Natural Product Biosynthesis
Interest in Biosynthesis of Natural Products arouses from the efforts of Researchers around the World to understand how microorganisms are able to produce some very complicated molecules. Many of the antibiotics that are clinically relevant are, actually, natural products, in which a large number of them are produced by bacteria. Actinomycetes are a group of bacteria that are largely known for the number of bioactive molecules that they are able to produce. These organisms have different strategies to produce bioactive compounds, including the use of megasynthases such as Polyketide Synthases (PKSs) and Non-Ribosomal Peptide synthases (NRPSs). Other organisms are able to produce bioactive molecules derivated from the metabolism of sugar or even by modifying chorismate derivated compounds or even modifying ribosomally synthesized peptides (RIPPs). The enzymes that modify all these skeletons are called tailoring enzymes. We have a particular interest in these enzymes since most of these enzymes still need to be studied because of the recent burst of the number of characterized biosynthetic gene clusters from natural products. What calls our attention to these enzymes, is their peculiarities and applicability to synthetic biology to produce new antimicrobials. Examples of enzymes include cyclases that perform different reactions to closure rings in different classes of natural products, as ionophore polyethers. In addition, several of these enzymes have been proved to be powerful tools in the biocatalysis process for the development of novel antibiotics by increasing the promiscuity for chemical groups that such enzymes might add to a biosynthetic intermediate. In this context, our group has a strong interest in glycosyltransferases from the biosynthesis of different natural products and also in those enzymes involved in the biosynthesis of aminoglycosides, a largely used antibiotic for gram-negative bacteria infectious with disseminated resistance.

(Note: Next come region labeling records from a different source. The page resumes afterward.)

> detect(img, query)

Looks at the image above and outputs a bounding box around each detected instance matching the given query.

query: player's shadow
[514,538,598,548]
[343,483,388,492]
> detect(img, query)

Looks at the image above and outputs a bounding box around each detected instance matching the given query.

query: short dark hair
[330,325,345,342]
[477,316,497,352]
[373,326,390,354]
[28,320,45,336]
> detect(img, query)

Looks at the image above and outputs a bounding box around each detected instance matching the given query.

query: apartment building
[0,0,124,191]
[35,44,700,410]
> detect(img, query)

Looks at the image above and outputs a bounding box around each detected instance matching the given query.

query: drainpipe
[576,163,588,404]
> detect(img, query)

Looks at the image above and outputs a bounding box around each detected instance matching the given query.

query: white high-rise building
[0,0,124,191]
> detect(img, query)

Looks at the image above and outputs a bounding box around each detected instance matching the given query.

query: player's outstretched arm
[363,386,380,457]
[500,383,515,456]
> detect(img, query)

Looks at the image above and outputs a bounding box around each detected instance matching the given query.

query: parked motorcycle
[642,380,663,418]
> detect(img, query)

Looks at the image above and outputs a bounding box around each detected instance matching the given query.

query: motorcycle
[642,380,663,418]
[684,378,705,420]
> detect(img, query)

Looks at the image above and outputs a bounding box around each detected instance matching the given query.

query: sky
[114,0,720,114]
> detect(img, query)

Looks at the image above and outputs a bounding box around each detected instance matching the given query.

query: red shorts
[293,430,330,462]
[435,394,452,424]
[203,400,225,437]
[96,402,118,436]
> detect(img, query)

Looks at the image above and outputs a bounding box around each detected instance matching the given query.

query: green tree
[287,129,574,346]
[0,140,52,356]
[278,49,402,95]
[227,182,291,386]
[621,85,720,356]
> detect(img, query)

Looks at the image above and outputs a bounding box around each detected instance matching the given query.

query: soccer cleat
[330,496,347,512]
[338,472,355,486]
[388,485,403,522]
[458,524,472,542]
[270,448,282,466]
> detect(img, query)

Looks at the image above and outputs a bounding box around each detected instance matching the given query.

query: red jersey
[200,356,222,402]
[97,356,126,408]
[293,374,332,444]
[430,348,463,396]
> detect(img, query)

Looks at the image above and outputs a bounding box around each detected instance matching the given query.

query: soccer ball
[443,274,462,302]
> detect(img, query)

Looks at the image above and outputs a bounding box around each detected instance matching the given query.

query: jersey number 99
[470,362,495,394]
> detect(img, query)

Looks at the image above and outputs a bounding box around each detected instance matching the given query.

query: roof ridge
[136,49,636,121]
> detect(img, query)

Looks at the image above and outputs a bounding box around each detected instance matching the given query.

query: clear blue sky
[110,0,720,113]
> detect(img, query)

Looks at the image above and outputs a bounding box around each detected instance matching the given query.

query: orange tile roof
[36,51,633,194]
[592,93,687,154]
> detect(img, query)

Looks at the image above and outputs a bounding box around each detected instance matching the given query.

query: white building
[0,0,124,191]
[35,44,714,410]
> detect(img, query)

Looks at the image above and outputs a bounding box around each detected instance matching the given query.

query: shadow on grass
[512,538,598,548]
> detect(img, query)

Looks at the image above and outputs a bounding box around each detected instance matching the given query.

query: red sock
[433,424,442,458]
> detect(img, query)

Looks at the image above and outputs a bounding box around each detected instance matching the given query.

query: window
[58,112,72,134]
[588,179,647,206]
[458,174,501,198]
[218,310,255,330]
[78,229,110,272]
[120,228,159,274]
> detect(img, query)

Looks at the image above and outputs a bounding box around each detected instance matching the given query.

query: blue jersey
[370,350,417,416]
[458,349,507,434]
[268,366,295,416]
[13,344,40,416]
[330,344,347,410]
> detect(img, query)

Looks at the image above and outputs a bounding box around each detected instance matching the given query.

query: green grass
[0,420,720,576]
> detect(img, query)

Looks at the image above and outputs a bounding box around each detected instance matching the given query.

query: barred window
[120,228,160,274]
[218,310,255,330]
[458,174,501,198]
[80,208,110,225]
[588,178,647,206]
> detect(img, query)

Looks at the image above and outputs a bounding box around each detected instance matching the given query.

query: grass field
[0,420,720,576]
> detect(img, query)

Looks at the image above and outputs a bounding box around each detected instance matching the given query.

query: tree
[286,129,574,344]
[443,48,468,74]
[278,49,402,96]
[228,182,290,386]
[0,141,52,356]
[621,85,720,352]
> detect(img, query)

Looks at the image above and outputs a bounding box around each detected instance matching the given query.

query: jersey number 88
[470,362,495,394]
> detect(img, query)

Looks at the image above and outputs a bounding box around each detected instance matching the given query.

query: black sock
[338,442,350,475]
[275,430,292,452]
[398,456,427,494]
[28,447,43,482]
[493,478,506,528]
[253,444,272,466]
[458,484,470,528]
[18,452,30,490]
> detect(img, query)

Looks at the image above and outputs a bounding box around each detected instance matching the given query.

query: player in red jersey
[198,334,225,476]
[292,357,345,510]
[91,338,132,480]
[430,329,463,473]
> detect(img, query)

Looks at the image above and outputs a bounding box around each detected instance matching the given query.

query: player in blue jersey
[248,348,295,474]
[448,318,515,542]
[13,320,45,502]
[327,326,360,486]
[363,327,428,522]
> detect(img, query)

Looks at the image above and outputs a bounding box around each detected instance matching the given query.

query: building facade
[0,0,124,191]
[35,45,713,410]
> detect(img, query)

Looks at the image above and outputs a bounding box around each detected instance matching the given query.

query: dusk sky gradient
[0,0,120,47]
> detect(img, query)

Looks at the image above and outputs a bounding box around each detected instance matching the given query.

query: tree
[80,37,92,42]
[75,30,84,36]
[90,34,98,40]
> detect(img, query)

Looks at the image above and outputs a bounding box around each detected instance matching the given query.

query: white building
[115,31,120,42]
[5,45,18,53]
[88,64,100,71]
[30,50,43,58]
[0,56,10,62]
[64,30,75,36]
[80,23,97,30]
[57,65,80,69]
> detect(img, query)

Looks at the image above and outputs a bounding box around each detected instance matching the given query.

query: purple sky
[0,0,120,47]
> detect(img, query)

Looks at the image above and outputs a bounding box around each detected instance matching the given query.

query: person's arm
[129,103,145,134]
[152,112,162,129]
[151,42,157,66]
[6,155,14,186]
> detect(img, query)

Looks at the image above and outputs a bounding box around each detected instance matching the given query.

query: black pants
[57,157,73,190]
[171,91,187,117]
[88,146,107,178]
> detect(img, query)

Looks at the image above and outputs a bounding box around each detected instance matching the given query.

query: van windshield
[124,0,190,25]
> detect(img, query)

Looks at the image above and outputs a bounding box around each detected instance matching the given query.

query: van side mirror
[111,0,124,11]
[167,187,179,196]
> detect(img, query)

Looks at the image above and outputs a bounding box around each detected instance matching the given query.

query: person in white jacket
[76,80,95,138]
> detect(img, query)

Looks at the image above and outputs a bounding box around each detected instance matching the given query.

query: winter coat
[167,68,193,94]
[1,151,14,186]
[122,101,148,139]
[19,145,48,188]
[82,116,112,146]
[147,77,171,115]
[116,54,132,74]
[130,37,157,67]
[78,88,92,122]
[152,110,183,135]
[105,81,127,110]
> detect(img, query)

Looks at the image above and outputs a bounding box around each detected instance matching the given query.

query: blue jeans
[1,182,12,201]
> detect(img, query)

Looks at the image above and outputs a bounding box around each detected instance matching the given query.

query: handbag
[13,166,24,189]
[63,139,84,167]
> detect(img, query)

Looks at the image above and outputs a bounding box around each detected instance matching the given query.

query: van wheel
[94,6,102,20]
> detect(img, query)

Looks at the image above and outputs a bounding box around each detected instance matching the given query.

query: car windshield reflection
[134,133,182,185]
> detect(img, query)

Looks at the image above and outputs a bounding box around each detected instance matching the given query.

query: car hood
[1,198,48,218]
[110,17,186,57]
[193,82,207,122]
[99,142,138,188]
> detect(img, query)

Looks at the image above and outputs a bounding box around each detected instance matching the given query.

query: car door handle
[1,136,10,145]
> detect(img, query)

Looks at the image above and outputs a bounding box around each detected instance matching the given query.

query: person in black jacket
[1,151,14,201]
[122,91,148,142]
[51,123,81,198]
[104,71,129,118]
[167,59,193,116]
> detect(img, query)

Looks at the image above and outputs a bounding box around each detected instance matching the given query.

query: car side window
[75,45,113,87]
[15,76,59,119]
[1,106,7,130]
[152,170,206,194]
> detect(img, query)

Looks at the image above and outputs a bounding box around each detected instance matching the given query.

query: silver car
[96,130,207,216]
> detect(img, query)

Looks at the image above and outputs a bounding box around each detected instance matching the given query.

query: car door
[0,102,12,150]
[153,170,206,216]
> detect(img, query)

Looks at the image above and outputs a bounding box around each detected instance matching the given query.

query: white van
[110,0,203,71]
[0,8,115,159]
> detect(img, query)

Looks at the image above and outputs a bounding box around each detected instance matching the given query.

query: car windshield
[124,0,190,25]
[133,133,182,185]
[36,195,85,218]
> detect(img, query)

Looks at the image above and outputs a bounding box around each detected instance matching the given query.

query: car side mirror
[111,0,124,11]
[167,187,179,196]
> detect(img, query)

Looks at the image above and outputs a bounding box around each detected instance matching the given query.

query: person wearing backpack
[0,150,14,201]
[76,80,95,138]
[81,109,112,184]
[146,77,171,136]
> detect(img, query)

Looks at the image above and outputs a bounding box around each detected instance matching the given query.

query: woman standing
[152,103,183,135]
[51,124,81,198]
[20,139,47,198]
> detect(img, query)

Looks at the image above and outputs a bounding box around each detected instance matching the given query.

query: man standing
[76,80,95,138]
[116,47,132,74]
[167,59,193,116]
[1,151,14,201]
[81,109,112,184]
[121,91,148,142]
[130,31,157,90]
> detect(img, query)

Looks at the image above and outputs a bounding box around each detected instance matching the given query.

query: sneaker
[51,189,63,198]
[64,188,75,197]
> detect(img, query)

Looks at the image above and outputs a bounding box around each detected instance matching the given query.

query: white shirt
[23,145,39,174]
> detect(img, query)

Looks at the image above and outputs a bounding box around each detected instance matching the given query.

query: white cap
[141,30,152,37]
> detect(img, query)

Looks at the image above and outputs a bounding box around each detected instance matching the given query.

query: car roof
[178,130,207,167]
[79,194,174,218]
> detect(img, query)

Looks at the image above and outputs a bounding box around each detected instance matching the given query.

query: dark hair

Fragment-Based Drug Discovery (FBDD)
The discovery of new molecules that could be used therapeutically is not only based on natural products but strategies of structure-based drug discovery have also been extensively used for several pharmaceutical companies. One approach to structure-based drug discovery is FBDD. FBDD approach relies on the screening of small compounds, generally smaller than 300 Da against key targets of a chosen disease using biophysical techniques, such as "differential Scanning Fluorometry" (DSF), "Nuclear Magnetic Resonance" (NMR), or "Surface Plasmonic Resonance" (SPR). A number of the compounds might be identified using one or more of these strategies. Generally, as these compounds are small, they are weak binders to the targets. However, using "Isothermal Calorimetry Titration" (ITC) or "MicroScale Thermophoresis" (DST), their affinity can be measured. Finally using protein crystallography, we can identify how these compounds bind to the target. Taken together all this information, we have enough material for the next step in the process of FBDD, which is the development of new and larger compounds based on the initial hits that should have a higher affinity. This technique consequently is a multidisciplinary approach to obtain new synthetic drugs, in which different backgrounds are needed. Targets of our interest include enzymes from Mycobacterium tuberculosis.